Zur Ermittlung der mechanischen Materialparameter von Polymeren werden im Allgemeinen verschiedene Materialtests durchgeführt, um die ermittelten Spannungs-Dehnungs-Kurven mittels Computer-Software an ein geeignetes Materialmodell anzupassen.

Am IMES existiert die Labor-Infrastruktur zur Durchführung der bei Polymerwerkstoffen nötigen Materialtests, um statische, dynamisches und/oder thermomechanisches Materialverhalten zu analysieren. Ein hohes Fachwissen nach dem aktuellen Forschungsstand und langjährige Erfahrung in der Kalibrierung verschiedenster Materialmodelle aus experimentellen Daten und deren Anwendung in numerischen Systemsimulationen runden das Angebot ab.

Beispielsweise ist bereits bei der quasistatischen Analyse von Elastomeren die experimentelle Ermittlung der Steifigkeitsparameter anspruchsvoll, da die im Allgemeinen hohen Reibbeiwerte von Gummimaterialien die Messergebnisse verfälschen. Bei einem einachsigen Drucktest ist es aufgrund der hohen Haftreibung zwischen Probe und Einspannung nicht möglich, einen homogenen Spannungszustand zu generieren. Auch bei äquibiaxialen Zugtests entstehen aufgrund des Versuchsaufbaus Spannungsinhomogenitäten, die in der Regel nicht vernachlässigt werden können.

Am IMES existiert ein Verfahren, um mit Hilfe nichtlinearer mathematischer Optimierungsalgorithmen den Reibungseinfluss in den Messergebnissen zu eliminieren. Damit können aus Elastomerproben mit einfachen (reibungsbehafteten) Prüfaufbauten sehr realistische Steifigkeitsparameter abgeleitet werden, die im Rahmen geeigneter Materialmodelle das mechanische und thermische Verhalten von Gummimaterialien sehr gut beschreiben.

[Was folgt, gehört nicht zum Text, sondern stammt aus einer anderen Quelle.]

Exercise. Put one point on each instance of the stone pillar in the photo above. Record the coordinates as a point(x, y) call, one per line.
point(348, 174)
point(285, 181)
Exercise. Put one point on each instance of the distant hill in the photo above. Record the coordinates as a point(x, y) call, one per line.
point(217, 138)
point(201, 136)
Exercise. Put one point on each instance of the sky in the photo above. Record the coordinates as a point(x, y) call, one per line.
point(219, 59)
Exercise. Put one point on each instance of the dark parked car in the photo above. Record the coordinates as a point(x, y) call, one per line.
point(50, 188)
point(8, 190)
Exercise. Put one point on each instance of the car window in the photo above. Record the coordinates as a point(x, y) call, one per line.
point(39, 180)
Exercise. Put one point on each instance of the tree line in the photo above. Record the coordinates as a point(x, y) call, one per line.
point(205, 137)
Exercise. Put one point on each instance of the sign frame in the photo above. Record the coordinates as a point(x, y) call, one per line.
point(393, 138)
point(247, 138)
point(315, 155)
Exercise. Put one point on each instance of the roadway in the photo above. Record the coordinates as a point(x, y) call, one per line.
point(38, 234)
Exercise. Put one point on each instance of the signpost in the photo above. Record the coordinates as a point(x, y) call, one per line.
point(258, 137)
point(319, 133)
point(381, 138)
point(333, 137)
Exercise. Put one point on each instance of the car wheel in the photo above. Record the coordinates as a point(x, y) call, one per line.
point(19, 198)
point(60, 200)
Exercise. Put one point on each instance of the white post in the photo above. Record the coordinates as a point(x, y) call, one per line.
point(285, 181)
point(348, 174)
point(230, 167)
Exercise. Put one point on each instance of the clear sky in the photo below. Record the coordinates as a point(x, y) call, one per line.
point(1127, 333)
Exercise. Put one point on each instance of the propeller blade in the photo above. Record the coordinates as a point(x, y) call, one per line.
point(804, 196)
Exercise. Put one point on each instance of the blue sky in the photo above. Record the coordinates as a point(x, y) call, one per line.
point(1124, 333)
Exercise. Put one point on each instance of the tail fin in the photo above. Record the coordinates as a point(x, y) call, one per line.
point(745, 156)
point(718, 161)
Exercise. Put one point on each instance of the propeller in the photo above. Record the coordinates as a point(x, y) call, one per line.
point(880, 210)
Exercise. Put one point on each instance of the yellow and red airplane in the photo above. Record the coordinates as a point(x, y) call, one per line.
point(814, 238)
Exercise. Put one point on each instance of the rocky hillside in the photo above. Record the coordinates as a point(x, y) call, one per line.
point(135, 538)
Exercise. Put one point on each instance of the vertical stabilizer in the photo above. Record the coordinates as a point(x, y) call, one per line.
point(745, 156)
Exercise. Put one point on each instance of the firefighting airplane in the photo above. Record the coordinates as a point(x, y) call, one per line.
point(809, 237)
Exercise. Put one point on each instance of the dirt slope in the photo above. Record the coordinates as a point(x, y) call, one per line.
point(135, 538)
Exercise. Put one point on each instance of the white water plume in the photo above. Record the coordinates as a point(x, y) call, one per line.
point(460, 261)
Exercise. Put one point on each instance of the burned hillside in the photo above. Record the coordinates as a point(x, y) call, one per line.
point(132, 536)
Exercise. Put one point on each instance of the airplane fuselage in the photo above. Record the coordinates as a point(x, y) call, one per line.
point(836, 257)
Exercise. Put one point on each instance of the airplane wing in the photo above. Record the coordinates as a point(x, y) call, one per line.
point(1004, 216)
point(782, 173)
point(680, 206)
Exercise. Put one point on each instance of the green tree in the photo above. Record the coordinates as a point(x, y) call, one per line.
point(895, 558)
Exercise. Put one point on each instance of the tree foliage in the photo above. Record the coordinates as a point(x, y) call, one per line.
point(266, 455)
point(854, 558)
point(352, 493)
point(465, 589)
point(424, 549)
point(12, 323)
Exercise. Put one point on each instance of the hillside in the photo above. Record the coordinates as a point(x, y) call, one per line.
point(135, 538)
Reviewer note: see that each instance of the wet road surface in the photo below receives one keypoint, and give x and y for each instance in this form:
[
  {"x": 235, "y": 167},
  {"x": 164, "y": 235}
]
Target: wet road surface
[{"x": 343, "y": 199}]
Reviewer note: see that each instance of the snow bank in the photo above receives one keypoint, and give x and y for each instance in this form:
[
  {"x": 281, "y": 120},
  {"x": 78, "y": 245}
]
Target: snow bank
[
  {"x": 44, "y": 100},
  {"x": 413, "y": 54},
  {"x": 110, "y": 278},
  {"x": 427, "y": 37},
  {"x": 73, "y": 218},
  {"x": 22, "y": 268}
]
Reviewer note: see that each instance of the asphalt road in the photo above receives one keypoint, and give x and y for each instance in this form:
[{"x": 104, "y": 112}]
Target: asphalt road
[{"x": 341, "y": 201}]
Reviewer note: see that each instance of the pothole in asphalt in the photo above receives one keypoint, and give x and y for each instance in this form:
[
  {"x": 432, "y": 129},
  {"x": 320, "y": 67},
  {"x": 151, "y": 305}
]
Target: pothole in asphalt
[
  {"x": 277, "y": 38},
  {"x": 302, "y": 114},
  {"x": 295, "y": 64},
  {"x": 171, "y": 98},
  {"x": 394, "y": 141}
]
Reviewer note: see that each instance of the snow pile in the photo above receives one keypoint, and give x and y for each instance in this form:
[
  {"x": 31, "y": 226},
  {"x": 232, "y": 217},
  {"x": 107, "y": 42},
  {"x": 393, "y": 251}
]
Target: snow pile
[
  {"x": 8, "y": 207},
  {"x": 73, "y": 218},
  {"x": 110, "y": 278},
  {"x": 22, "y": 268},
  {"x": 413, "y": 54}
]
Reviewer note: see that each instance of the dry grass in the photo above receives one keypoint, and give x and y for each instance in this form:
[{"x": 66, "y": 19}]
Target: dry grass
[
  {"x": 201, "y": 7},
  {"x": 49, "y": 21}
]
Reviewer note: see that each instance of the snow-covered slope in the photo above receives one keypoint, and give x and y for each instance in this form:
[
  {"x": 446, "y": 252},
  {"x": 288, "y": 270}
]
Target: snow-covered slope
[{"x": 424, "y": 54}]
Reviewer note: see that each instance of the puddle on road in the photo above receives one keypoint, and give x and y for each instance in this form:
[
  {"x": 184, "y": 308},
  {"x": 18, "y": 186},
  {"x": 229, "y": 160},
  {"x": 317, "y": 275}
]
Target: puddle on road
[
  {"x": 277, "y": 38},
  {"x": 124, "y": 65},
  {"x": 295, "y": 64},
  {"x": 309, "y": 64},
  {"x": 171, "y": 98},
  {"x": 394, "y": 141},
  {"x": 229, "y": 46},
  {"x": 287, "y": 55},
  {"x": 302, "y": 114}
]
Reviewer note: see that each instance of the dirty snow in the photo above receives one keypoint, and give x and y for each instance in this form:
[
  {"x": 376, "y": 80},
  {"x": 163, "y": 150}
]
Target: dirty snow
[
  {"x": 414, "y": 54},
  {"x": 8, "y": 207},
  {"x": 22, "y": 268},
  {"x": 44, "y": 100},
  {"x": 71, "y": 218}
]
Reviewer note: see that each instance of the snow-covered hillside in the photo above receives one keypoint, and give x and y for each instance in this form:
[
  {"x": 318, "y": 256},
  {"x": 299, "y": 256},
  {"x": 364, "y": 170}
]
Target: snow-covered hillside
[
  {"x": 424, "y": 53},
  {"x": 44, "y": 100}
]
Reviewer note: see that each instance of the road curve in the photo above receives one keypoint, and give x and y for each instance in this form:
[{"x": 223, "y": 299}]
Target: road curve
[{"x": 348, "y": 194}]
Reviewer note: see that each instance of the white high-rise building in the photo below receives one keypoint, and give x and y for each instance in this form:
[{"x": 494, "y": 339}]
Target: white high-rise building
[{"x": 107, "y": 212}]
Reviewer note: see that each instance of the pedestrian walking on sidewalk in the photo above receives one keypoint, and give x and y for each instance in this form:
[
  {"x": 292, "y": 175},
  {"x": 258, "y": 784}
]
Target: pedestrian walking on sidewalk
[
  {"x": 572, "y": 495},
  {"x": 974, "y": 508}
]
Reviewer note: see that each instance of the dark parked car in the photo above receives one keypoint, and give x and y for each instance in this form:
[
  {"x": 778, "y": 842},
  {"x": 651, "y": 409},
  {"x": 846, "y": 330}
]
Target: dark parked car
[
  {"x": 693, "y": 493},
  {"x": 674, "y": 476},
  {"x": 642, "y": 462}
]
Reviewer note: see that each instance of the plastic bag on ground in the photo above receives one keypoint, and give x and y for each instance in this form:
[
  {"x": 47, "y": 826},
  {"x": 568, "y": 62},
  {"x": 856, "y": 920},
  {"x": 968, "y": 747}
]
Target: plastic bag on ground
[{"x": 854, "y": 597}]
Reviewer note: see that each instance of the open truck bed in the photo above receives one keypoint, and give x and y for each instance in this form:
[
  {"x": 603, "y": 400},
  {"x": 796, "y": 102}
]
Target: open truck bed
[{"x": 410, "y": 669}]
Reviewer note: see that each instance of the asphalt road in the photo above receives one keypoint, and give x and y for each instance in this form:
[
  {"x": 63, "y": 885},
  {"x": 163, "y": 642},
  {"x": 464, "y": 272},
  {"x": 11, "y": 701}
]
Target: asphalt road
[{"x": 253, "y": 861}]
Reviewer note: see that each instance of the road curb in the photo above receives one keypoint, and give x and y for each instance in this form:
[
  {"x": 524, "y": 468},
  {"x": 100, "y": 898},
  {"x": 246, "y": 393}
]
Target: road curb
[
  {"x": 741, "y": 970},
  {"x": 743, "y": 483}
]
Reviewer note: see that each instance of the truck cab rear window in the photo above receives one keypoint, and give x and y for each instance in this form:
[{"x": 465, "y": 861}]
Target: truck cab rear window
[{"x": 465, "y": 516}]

Das Verfahren stellt eine effiziente Methode dar, um beliebige Elastomermischungen mechanisch zu charakterisieren und realitätsnahen numerischen Simulationen beliebiger Bauteilgeometrien zuzuführen, zum Beispiel mit Hilfe der Finiten Elemente Methode (FEM).

Anwendungsbeispiel: Aufblasbare Schlauchdichtung

Für eine statische Simulation einer aufblasbaren Dichtung aus einem Silikon wurde ein hyperelastisches Materialmodell (Ogden 3. Grades) erstellt. Hierfür wurden drei verschiedene Materialtests (Uniaxialer Zug, äquibiaxialer Zug, reiner Schub) durchgeführt, um aus den Spannungs-Dehnungs-Kurven die entsprechenden Materialparameter zur Beschreibung eines allgemeingültigen isotropen Materialverhaltens zu ermitteln. Im Falle des äquibiaxialen Versuchs entstehen aufgrund des Versuchsaufbaus Spannungsinhomogenitäten in den Ecken der quadratischen Probe. Diese wurden durch ein Optimierungsverfahren, in dem die Kraft-Verschiebungs-Kurven aus dem Versuch mit einem FE-Modell abgeglichen wurden, korrigiert.

Das Materialmodell wurde mit einer 2D-Simulation getestet, bei der eine Querschnittsgeometrie des Schlauchs durch Erhöhung des Innendrucks aufgeblasen wurde, um den Spalt zwischen Schlauch und der oberen Platte abzudichten.

Diese Simulation ist durch die grossen Verschiebungen numerisch anspruchsvoll. Insbesondere das «Umstülpen» der Schlauchkontur stellt ein Durchschlagsproblem dar. Aufgrund des stark nichtlinearen Zusammenhangs zwischen der Belastung und der resultierenden Verschiebung lässt sich diese Art von Problem nicht durch eine lineare Erhöhung des Innendrucks lösen, und erfordert speziellere verschiebungsgesteuerte Rechenverfahren (Bogenlängenverfahren).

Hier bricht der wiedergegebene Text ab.